The Chedva Beat: A rebellious child can be challenging for any parent. What can be done to improve such a relationship?
Shoshana: First we have to define what rebellious means. When we say a child is rebellious, we usually think of him as rejecting the teachings and values of his parents. This child does not listen and defies and even mocks his parents. Sometimes he will do the opposite of what his parents expect of him. He might even be quite aggressive and verbally attack. In extreme cases, he might attack physically. If this is the rebellion we are speaking of, then the only way to help this child is to rebuild the relationship with him, because the very cause of this situation is that the child has backed out of the relationship. This is a painful process because the parents must be able to accept a great deal of hurtful behavior from their child until they win back his heart. There is no “one size fits all” answer to how the relationship can be improved or rebuilt. First, the parents must gain insight into what led their child into this situation. Secondly, there has to be a yearning for restoring the relationship and for helping the child return to the normal path of development.

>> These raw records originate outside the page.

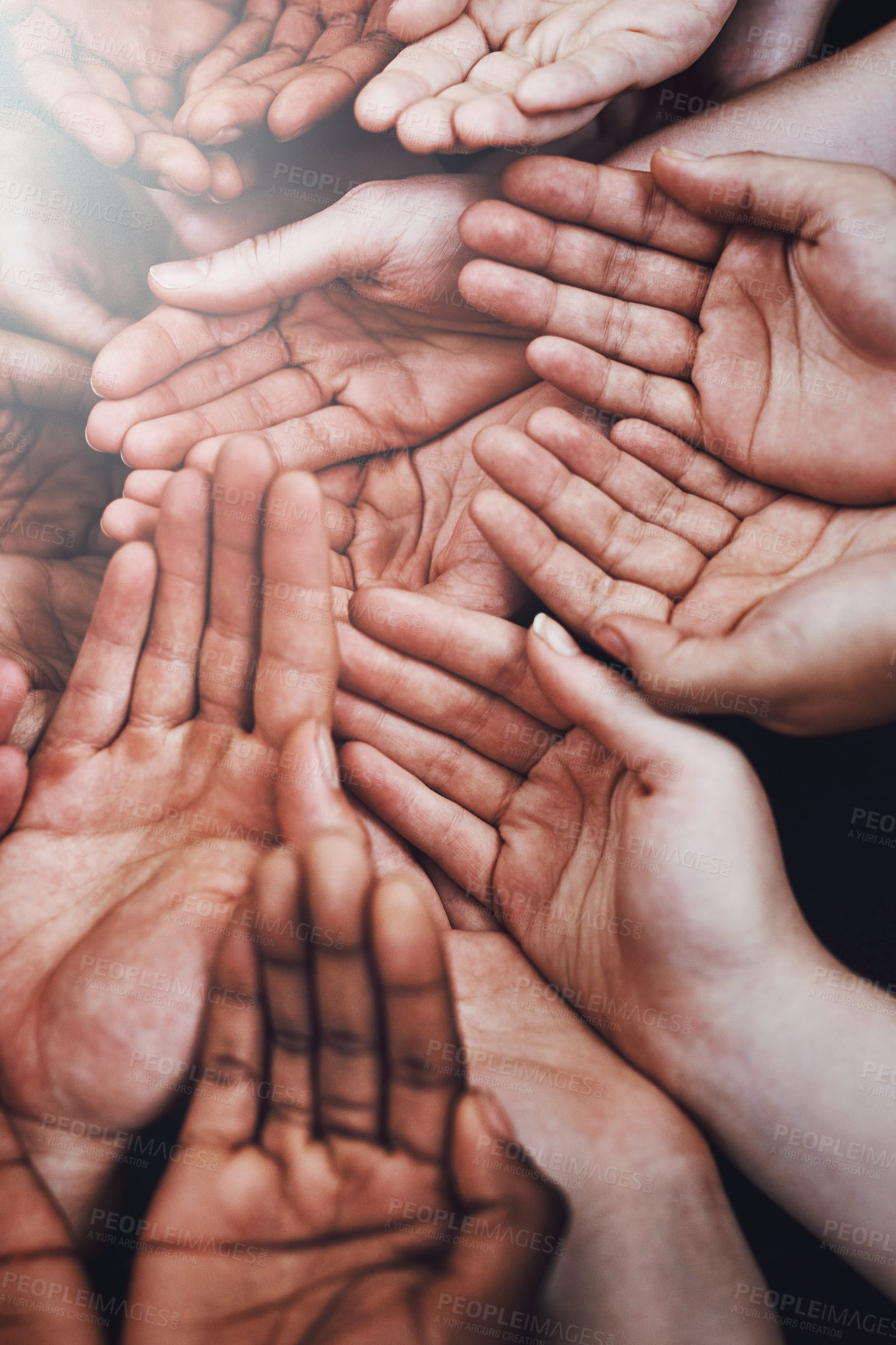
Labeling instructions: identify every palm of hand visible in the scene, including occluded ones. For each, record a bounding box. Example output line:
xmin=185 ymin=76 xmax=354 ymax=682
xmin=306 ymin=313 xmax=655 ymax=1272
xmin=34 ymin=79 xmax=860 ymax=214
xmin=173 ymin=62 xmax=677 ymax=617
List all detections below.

This is the work of the heart; it is very intuitive. The parents need to find the way to soften their child’s heart which has become defended from accessing any vulnerable feelings that are involved in being in a true relationship.
“Defendedness” is a term that is used to describe the mechanism our brains are equipped with to protect us from too much pain. When being in a relationship is painful, the brain reverses the instinct to seek closeness and contact. Thus in the case of a “rebellious” child, he would no longer experience feelings of vulnerability and would automatically resist his parents. This is why parents must then make it as easy and safe as possible for their child to come close to them again. As I mentioned previously, they must accept the hurtful behavior of their child. It’s important to remember that the child has not consciously chosen to back away from his parents. He is not choosing to hurt them. This is a mechanism of the brain’s defense system when a child experiences too many alarming feelings of separation from his parents.
There is a second kind of benign behavior which is often described as rebelliousness. This behavior takes the form of not listening, resisting a parent’s direction, or wanting to do the opposite. Even two-year-olds behave this way. This is called counterwill, a dynamic which exists in all of us when we counter the will of others. No one likes to feel forced to do something. Any perception of being forced to do something against our will raises counterwill, a natural force of nature. Counterwill in children of all ages serves the development of the child because it helps him find his own will, direction, goals, desires, preferences and priorities in life. This is different from the kind of rebellion that I described earlier when the child’s instincts to be close to his parents go into reverse. Here we are talking about a child who still has his soft heart and is heading in a positive direction in life. There is a way to work with this dynamic within the relationship such that the counterwill can be avoided. Dr. Neufeld designed a 4-hour course, Making Sense of Counterwill, to explain this misunderstood dynamic of parent-child relationships.